Boyfriend Material(127)



Priya frowned into the mirror. “Thanks for that speculation into the scale of my masturbatory habits.”

“Would you rather I said a tiny wank? A micro wank? A wankette?”

I covered my face with my hands. “I’ve changed my mind. I’m walking to Durham.”

“There, there.” Bridget offered me a consoling pat. “It’s going to be fine. Oliver really likes you. And you really like him. You’ve just been really bad at making each other believe that.”

“Actually he’d done a great job convincing me. Right up to the point where he said it was over and walked out of my flat.”

“He’s scared, Luc.”

“Yeah, I got that. Credit me with some emotional intelligence.”

“But you’ve also got to understand that he’s spent his entire life trying to be the perfect son and the perfect boyfriend, and it never seems to work out for him.”

I made an angry noise. “Yes, I got that too. I did pay some attention while we were dating. The difference is, his parents are dicks. And his boyfriends, I assume, have also been dicks.”

“Some of them were quite nice. The boyfriends, I mean. His parents are awful and hate me.”

“Oh how could anyone hate you, Bridget?” asked James Royce-Royce, with an almost inhuman lack of sarcasm.

She thought about it for a moment. “They seem to get very cross when you’re late. And it’s not like I’m late on purpose. Things come up. And I once asked for a Malibu and Coke at a party, and they looked at me like I’d asked for a glass of baby’s blood.”

“Yep.” I nodded. “Sounds like them.”

“So you can see,” Bridge pressed on, “why he’s not very good at having relationships.”

Even though Oliver wasn’t here, and it was the mildest possible criticism, I still felt a strange need to defend him. “He was amazing at them when he was with me. He’s the best boyfriend I’ve ever had.”

“That,” offered Priya, “is because you’re a titanic romantic disaster with incredibly low standards.”

I gave her a look. “You know we really do only hang out with you for your truck.”

“Stop doing banter.” Bridge pounded her fist on the nearest solid object which was, unfortunately, me. “This is important. We’re sorting out Luc’s love life, and his low standards aren’t the problem.”
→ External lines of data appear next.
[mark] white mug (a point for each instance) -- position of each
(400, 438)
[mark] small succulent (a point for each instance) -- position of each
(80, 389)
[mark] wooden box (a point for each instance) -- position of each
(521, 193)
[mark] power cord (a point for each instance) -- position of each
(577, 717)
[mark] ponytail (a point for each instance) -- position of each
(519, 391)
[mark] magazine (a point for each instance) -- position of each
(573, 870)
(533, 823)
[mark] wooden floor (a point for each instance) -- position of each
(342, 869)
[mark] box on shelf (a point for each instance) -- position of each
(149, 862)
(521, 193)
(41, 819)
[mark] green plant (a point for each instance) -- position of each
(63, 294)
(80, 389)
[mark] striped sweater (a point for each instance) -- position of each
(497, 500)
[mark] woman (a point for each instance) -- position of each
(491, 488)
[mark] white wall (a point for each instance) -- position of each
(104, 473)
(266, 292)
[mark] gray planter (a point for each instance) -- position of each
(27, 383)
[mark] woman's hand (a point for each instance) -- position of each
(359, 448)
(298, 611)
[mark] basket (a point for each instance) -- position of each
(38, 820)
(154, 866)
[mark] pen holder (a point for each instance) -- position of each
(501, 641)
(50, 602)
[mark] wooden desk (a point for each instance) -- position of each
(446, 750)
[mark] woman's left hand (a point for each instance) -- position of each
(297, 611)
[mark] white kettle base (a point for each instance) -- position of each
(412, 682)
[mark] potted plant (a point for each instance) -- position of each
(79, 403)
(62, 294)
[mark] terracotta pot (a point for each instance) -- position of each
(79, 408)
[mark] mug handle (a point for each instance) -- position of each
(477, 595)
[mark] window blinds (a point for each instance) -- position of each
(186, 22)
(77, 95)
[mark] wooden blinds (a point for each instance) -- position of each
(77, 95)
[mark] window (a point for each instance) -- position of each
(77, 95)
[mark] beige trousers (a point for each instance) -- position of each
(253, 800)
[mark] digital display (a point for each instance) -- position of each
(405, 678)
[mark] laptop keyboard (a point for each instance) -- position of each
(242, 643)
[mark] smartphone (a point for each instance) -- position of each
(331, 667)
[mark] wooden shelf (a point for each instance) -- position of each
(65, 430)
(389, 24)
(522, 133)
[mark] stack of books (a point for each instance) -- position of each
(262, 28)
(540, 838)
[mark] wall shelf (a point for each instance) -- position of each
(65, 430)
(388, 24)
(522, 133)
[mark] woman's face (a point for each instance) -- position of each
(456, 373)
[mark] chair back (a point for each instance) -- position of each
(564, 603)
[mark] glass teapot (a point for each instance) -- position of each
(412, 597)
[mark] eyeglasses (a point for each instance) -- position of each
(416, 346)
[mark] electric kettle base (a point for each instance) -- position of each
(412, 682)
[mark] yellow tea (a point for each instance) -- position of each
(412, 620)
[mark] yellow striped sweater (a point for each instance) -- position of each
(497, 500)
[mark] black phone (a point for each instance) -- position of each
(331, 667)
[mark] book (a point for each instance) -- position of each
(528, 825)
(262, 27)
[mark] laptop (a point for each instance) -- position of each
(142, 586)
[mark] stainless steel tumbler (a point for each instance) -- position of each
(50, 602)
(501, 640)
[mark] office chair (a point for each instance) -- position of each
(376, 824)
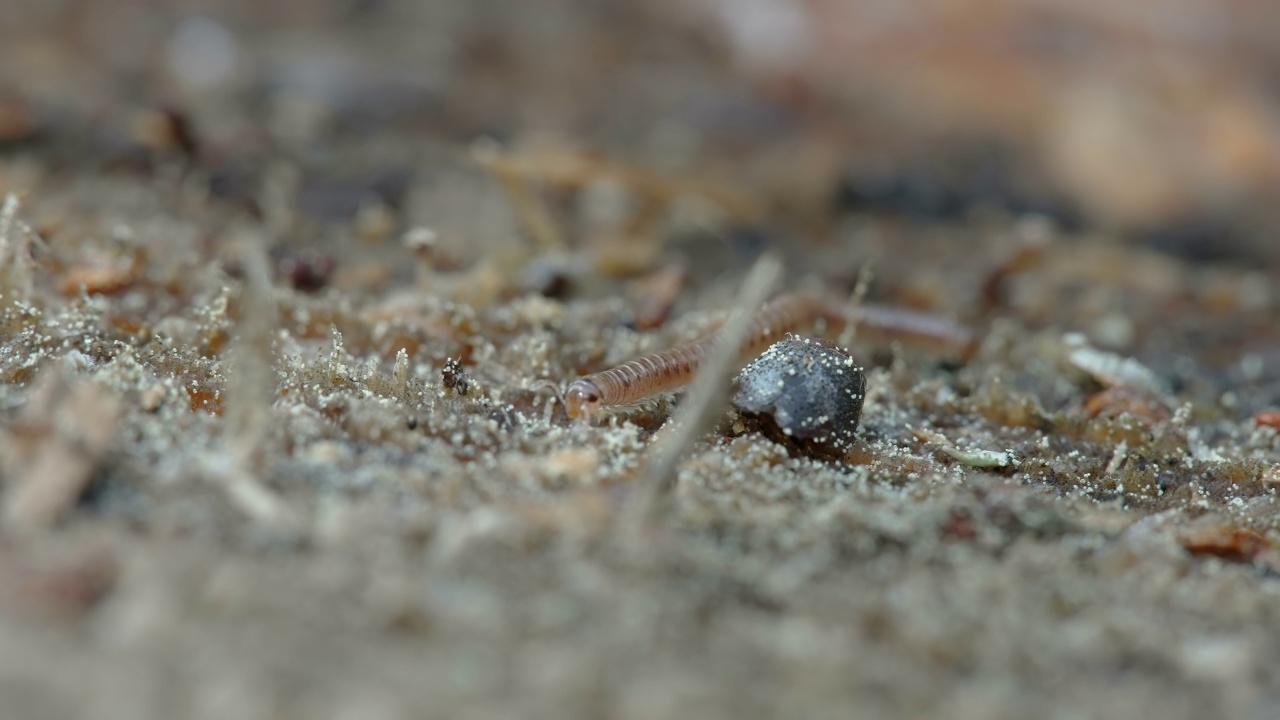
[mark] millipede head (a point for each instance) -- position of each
(584, 400)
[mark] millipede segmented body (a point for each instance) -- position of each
(667, 370)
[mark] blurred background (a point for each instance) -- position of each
(1153, 121)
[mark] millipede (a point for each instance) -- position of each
(638, 379)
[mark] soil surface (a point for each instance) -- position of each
(289, 294)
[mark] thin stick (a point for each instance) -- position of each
(529, 205)
(707, 396)
(855, 305)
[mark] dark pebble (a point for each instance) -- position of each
(807, 393)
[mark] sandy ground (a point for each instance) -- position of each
(242, 245)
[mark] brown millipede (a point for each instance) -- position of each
(635, 381)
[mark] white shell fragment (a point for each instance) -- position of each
(982, 459)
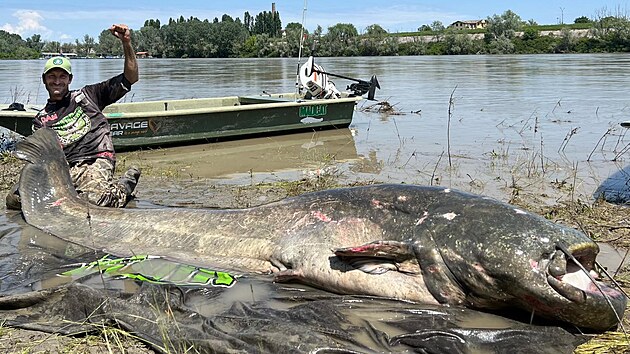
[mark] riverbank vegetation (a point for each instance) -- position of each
(264, 36)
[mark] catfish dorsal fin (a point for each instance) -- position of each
(45, 177)
(40, 147)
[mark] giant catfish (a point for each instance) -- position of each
(424, 244)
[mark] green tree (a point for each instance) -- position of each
(52, 47)
(582, 19)
(437, 26)
(108, 44)
(505, 25)
(149, 39)
(35, 42)
(340, 40)
(459, 43)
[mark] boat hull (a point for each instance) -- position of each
(179, 122)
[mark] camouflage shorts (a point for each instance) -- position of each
(95, 181)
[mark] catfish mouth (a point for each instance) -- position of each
(570, 273)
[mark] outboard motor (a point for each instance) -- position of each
(315, 80)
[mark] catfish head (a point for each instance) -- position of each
(497, 255)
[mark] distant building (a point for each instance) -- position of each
(48, 55)
(143, 55)
(472, 24)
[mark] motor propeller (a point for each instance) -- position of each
(360, 88)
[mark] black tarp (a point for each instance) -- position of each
(254, 316)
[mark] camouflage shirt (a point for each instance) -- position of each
(79, 122)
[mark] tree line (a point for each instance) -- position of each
(263, 36)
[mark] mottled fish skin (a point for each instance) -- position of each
(425, 244)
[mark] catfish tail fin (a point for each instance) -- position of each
(45, 179)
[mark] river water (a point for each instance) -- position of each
(479, 123)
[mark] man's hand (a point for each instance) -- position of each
(121, 32)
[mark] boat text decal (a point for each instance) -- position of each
(313, 110)
(129, 128)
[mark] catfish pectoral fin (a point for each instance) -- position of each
(382, 249)
(569, 291)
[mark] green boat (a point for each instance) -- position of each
(187, 121)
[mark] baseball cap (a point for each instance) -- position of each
(58, 62)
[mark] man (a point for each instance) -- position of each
(83, 130)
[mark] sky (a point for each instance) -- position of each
(67, 20)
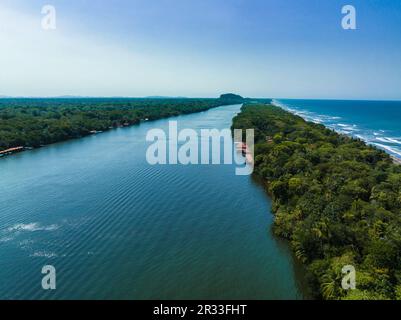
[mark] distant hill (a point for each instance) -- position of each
(232, 98)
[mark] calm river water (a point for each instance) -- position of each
(115, 227)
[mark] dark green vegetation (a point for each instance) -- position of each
(336, 199)
(36, 122)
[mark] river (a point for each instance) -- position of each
(115, 227)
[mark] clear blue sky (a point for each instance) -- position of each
(258, 48)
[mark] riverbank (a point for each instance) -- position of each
(47, 121)
(330, 193)
(396, 160)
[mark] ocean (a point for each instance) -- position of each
(376, 122)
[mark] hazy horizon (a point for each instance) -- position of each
(296, 50)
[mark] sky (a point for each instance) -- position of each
(202, 48)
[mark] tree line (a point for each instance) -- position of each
(335, 198)
(32, 123)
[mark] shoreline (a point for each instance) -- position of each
(392, 156)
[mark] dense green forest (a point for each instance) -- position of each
(335, 198)
(36, 122)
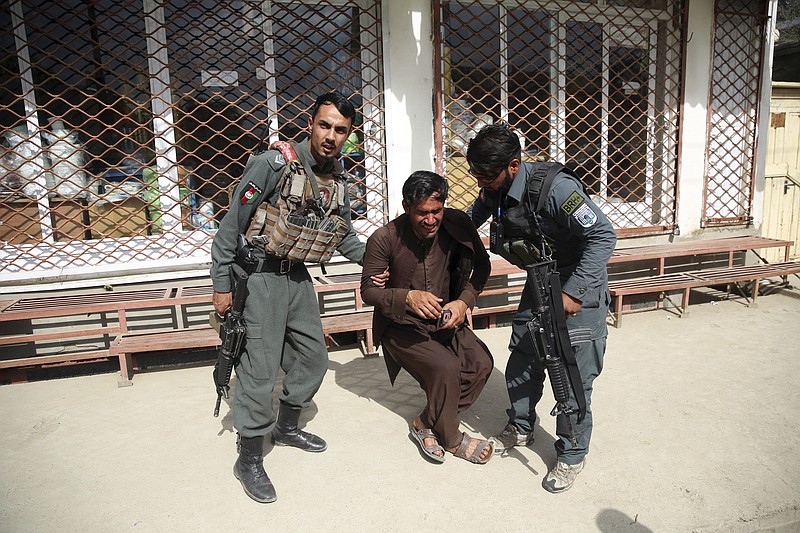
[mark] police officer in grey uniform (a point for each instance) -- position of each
(284, 329)
(581, 240)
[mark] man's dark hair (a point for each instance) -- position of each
(494, 147)
(343, 105)
(423, 184)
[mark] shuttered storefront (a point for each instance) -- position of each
(124, 122)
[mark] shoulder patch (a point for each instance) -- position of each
(572, 203)
(251, 193)
(585, 216)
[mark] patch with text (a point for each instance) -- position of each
(585, 216)
(251, 193)
(571, 204)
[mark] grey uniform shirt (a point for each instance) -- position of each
(581, 236)
(257, 184)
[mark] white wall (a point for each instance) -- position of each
(691, 165)
(408, 63)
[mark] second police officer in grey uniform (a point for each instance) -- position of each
(581, 239)
(284, 329)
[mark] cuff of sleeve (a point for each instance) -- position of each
(575, 288)
(221, 286)
(468, 298)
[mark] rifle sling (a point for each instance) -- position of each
(562, 337)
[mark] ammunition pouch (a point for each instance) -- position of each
(295, 228)
(520, 253)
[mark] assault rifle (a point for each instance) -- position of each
(553, 342)
(232, 334)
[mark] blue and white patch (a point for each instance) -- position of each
(585, 216)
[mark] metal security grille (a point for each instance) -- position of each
(593, 84)
(739, 32)
(124, 122)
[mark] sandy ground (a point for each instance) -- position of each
(696, 429)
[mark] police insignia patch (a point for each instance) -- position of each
(251, 193)
(572, 202)
(585, 216)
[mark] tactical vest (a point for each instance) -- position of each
(303, 221)
(523, 242)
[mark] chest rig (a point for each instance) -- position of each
(301, 221)
(518, 229)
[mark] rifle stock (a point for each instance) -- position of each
(553, 342)
(232, 333)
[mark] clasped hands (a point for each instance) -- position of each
(428, 305)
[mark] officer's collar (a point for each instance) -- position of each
(517, 189)
(330, 167)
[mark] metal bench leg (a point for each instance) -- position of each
(125, 370)
(685, 302)
(756, 283)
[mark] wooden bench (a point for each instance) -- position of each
(685, 281)
(122, 302)
(128, 345)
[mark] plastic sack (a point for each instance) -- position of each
(18, 166)
(67, 178)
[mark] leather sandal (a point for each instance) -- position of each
(475, 457)
(420, 435)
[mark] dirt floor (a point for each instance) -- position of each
(696, 429)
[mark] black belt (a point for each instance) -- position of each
(272, 264)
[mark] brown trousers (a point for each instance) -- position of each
(452, 369)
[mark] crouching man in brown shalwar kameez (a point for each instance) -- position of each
(437, 267)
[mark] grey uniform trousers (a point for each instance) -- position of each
(284, 332)
(525, 377)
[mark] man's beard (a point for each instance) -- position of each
(497, 195)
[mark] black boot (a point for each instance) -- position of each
(286, 432)
(249, 470)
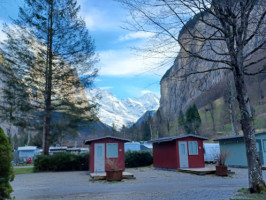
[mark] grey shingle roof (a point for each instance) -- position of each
(166, 139)
(235, 137)
(105, 137)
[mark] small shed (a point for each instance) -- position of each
(211, 152)
(26, 152)
(132, 146)
(185, 151)
(103, 148)
(235, 146)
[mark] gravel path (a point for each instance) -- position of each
(150, 184)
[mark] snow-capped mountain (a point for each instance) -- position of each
(122, 112)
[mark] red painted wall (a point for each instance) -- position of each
(120, 161)
(195, 161)
(164, 155)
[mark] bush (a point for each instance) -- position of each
(61, 162)
(6, 170)
(138, 158)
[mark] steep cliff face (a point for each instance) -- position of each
(178, 91)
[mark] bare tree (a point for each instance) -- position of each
(226, 34)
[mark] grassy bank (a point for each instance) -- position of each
(23, 170)
(243, 194)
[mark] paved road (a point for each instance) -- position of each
(149, 184)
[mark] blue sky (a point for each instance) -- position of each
(123, 71)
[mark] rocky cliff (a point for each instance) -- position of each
(177, 91)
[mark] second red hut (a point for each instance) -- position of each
(103, 149)
(176, 152)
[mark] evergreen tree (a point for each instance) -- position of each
(48, 49)
(6, 171)
(193, 120)
(181, 119)
(15, 108)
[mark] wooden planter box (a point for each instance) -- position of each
(114, 175)
(221, 170)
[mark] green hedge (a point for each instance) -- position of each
(6, 170)
(138, 158)
(61, 162)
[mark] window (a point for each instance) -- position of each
(264, 145)
(193, 147)
(112, 150)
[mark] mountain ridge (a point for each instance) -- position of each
(125, 112)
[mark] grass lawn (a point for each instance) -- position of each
(244, 194)
(23, 170)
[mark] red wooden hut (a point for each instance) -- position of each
(175, 152)
(104, 148)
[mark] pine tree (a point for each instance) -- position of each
(193, 120)
(6, 171)
(48, 48)
(14, 101)
(181, 120)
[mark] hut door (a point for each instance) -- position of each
(99, 157)
(183, 155)
(259, 149)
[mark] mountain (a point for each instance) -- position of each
(145, 117)
(123, 112)
(213, 93)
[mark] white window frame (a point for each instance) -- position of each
(112, 150)
(193, 147)
(264, 144)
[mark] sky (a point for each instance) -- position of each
(123, 71)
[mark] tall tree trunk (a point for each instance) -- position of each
(48, 85)
(256, 182)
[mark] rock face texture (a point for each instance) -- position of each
(178, 91)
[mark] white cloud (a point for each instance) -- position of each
(106, 88)
(125, 62)
(95, 18)
(2, 34)
(136, 35)
(146, 91)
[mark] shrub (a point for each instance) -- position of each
(61, 162)
(6, 170)
(138, 158)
I was about to protest that I didn’t have low standards. But I was in this mess because I’d told my friends I needed literally anyone who would go out with me. “So what is the problem?”

“You can’t feel close to someone,” Bridge went on, “when you’re spending the whole time trying to be what you think they want.”

“But he is what I want.” Except then I remembered Oliver telling me he wasn’t who I thought he was. “Oh fuck. Isn’t he?”

Priya’s eyebrows did something very aggressive. “We’re about a third of the way to Durham, mate. He better fucking had be.”

I was so confused. Or maybe I wasn’t. Maybe all this stuff about expectations and pretending and who people really were was so much smoke and bullshit. And maybe I’d just done a terrible job of showing Oliver that what made me happy wasn’t the V-cut or the French toast or the socially acceptable career: it was…him. Maybe it was that simple.

“Yeah,” I said. “He is.”





Chapter 51


It probably said something about Oliver’s sense of humour—even when he was apparently in the middle of an existential crisis—that he’d chosen to stay in a place called the Honest Lawyer Hotel. Going by my complete lack of historical knowledge or interest, it looked like a converted coaching house, all sash windows, sloping tile roofs, and chimney stacks. There was a blossom tree in full bloom out front, which made it, in theory at least, a great location to try and romance somebody back into your life. And, for that matter, county.

We stuck the truck in their carpark and piled through the front door, looking in no way suspicious.

“Um. Hello,” I said to the be-suited man behind the desk—who frankly, and fairly, already seemed to have had enough of my shit.

“Can I help you?” A pause. “Any or all of you?”

“I’m looking for Oliver Blackwood. I think he’s staying here.”

He got that weary expression that people in service industries got when you were asking them to do things that definitely weren’t their jobs. “I’m afraid I can’t give you information about guests.”

“But,” I pounced, “he is a guest.”

“I can’t give you information about whether someone is a guest or not.”

“He’s not a film star or anything. He’s just my ex-boyfriend.”

“That doesn’t make a difference. I’m not legally allowed to tell you who’s staying here.”

“Oh. Well. Please?”

“No.”

“I’ve come a really long way.”

“And”—to give the receptionist his due, he was being way more patient than I would have been—“you brought all these people with you?”

“We’re moral support,” Bridget explained.